We searched CENTRAL (2014, Issue 11), MEDLINE (1946 to November week 3, 2014), EMBASE (2010 to December 2014) and Web of Science (1985 to December 2014). We searched for other published, unpublished or ongoing trials by searching bibliographies of published articles, personal communication with key trial authors and content experts, and by searching trial registries at the National Institutes of Health and the World Health Organization.
Randomised controlled trials (RCTs) (individual level or cluster-randomised), which evaluated the effectiveness of interventions that promote shared decision making (as the focus or a component of the intervention) about antibiotic prescribing for ARIs in primary care.
Two review authors independently extracted and collected data. Antibiotic prescribing was the primary outcome, and secondary outcomes included clinically important adverse endpoints (e.g. re-consultations, hospital admissions, mortality) and process measures (e.g. patient satisfaction). We assessed the risk of bias of all included trials and the quality of evidence. We contacted trial authors to obtain missing information where available.
We identified 10 published reports of nine original RCTs (one report was a long-term follow-up of the original trial) in over 1100 primary care doctors and around 492,000 patients.
The main risk of bias came from participants in most studies knowing whether they had received the intervention or not, and we downgraded the rating of the quality of evidence because of this.
We meta-analysed data using a random-effects model on the primary and key secondary outcomes and formally assessed heterogeneity. Remaining outcomes are presented narratively.
There is moderate quality evidence that interventions that aim to facilitate shared decision making reduce antibiotic use for ARIs in primary care (immediately after or within six weeks of the consultation), compared with usual care, from 47% to 29%: risk ratio (RR) 0.61, 95% confidence interval (CI) 0.55 to 0.68. Reduction in antibiotic prescribing occurred without an increase in patient-initiated re-consultations (RR 0.87, 95% CI 0.74 to 1.03, moderate quality evidence) or a decrease in patient satisfaction with the consultation (OR 0.86, 95% CI 0.57 to 1.30, low quality evidence).
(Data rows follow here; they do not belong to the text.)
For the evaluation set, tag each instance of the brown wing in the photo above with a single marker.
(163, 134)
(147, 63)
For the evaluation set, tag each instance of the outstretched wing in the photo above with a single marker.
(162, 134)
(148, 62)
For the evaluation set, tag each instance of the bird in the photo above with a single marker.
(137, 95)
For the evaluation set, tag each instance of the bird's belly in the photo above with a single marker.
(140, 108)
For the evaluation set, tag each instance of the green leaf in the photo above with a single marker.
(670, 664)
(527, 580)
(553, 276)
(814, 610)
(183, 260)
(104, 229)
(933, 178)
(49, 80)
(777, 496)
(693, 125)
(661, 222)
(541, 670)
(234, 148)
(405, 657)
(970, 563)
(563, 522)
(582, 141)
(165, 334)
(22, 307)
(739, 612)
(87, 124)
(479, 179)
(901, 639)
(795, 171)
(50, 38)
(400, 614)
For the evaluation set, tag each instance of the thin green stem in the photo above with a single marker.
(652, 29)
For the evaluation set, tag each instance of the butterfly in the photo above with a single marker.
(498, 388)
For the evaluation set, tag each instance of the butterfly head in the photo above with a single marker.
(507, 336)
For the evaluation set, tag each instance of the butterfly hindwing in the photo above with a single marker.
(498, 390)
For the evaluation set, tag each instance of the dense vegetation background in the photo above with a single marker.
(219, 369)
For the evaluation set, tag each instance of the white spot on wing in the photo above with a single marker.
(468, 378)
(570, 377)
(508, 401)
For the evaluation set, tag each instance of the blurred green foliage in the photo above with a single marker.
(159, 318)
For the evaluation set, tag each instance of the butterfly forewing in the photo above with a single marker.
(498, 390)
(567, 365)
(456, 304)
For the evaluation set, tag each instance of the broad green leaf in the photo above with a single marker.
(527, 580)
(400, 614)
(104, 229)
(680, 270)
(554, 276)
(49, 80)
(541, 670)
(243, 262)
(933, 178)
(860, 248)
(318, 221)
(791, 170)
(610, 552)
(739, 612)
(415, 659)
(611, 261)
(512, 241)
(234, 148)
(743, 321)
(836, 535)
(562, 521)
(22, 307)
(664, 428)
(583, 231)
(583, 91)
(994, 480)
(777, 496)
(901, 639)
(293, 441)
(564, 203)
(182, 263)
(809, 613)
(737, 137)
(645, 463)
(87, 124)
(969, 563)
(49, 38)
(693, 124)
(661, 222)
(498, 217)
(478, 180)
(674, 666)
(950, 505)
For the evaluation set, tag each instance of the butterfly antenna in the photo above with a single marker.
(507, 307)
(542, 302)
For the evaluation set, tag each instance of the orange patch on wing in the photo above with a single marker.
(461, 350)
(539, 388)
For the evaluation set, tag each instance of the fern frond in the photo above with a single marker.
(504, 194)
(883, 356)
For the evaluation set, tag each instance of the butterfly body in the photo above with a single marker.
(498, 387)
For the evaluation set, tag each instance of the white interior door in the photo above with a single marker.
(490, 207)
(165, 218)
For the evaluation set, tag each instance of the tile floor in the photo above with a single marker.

There were insufficient data to assess the effects of the intervention on sustained reduction in antibiotic prescribing, adverse clinical outcomes (such as hospital admission, incidence of pneumonia and mortality), or measures of patient and caregiver involvement in shared decision making (such as satisfaction with the consultation; regret or conflict with the decision made; or treatment compliance following the decision). No studies assessed antibiotic resistance in colonising or infective organisms.